# extend the term of a tracker?



## Wonderer (6 Jul 2011)

Hi there 

We have read the other posts on the theme of trackers but can't find anything that deals with our query specifically.

We have a tracker mortgage. one of the terms of the mortgage is that any amouont paid in excess can be later withdrawn without penalty.

we regularly pay lump sums in. We also reduced the term of our mortgage from 35 years to 19 years.

However, we now recognise the value in having a tracker and are considering lengthening the term again. This means that we could have the tracker for longer thus the money we have put in, in excess of the required repayment, could be withdrawn and used towards the purchase of a new house at the tracker rate. 

Do you think this makes sense? any comments or suggestions would be appreciated
W


----------



## serotoninsid (6 Jul 2011)

Makes sense - but I would imagine you would have serious resistance from your lender to extend the mortgage term once more?


----------



## LDFerguson (6 Jul 2011)

A lot depends on whether you formally reduced the term of your mortgage to 19 years, i.e. signed a form saying "New Expiry Date May 2030" or whatever, or if you simply increased your monthly repayments, which had the effect of reducing your term.  Although the two have an identical effect, the former is a change to the original contract, so the lender can refuse a change back, while the latter can be stopped at any time.  

Your idea about using the overpayments to fund another house purchase only works assuming that you're keeping the original house as the security.


----------



## Rasher (6 Jul 2011)

It is possible to do it. I am after extending the term on an investment mortgage from 12 years to 17 years.The mortgage was an interest only tracker which is just after changing to capital and interest payments. Surprisingly, I didnt even look for this option from the bank but they offered it to me.Even though the mortgage is now over 17 years, it will remain on the tracker rate for that term.

Rasher.


----------



## Wonderer (7 Jul 2011)

LDFerguson said:


> A lot depends on whether you formally reduced the term of your mortgage to 19 years, i.e. signed a form saying "New Expiry Date May 2030" or whatever, or if you simply increased your monthly repayments, which had the effect of reducing your term. Although the two have an identical effect, the former is a change to the original contract, so the lender can refuse a change back, while the latter can be stopped at any time.
> 
> Your idea about using the overpayments to fund another house purchase only works assuming that you're keeping the original house as the security.


 

Thanks a million for the feedback.   Really appreciated.  Just in terms of what you saying we'd need to keep the other house....

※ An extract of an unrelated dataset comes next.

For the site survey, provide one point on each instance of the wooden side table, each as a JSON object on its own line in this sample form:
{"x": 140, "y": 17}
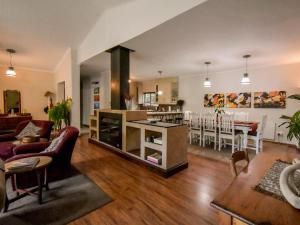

If we withdraw the money we are entitled to, lets say 100,000.  Use that to buy a new house.   Borrow whatever extra we need on a new mortgage.  Sell the old house.  If we still owe money on that, then at least it'll still be on a tracker rate and therefore better than borrowing the entirety on a new rate?

Does that make sense??   I just dont have anyone to run these ideas by!!!

Thanks a million!
C


----------



## 44brendan (7 Jul 2011)

If you are now tied in to a formal contract on the new term this is unlikely to work. No Bank/institution will willingly extend the term of a tracker mortgage as they are losing money on them.
In my view your first task is to contact your Bank. Establish exactly what your current position is and whether there are options available to you. Only then will you be in a position to make an ultimate decision.


----------



## homeowner (7 Jul 2011)

Wonderer said:


> If we withdraw the money we are entitled to, lets say 100,000. Use that to buy a new house. Borrow whatever extra we need on a new mortgage. Sell the old house. If we still owe money on that, then at least it'll still be on a tracker rate and therefore better than borrowing the entirety on a new rate?
> 
> Does that make sense?? I just dont have anyone to run these ideas by!!!


 
I dont think any bank these days will give you a mortgage while you still have an outstanding mortgage on another property.


----------



## Wonderer (14 Jul 2011)

*thanks*

That's great guys. thanks for all the advice. Well done, Rasher. Will keep checking this post to see what others think


----------



## Booter (18 Jul 2011)

Rasher said:


> It is possible to do it. I am after extending the term on an investment mortgage from 12 years to 17 years.The mortgage was an interest only tracker which is just after changing to capital and interest payments. Surprisingly, I didnt even look for this option from the bank but they offered it to me.Even though the mortgage is now over 17 years, it will remain on the tracker rate for that term.
> 
> Rasher.



Which bank was that, Rasher?


----------



## koscienly (8 Sep 2011)

Is it possible where you may own 2 properties with say 18 years left to pay that the bank will extend the mortgage out to 30 years to assist with the repayments?


----------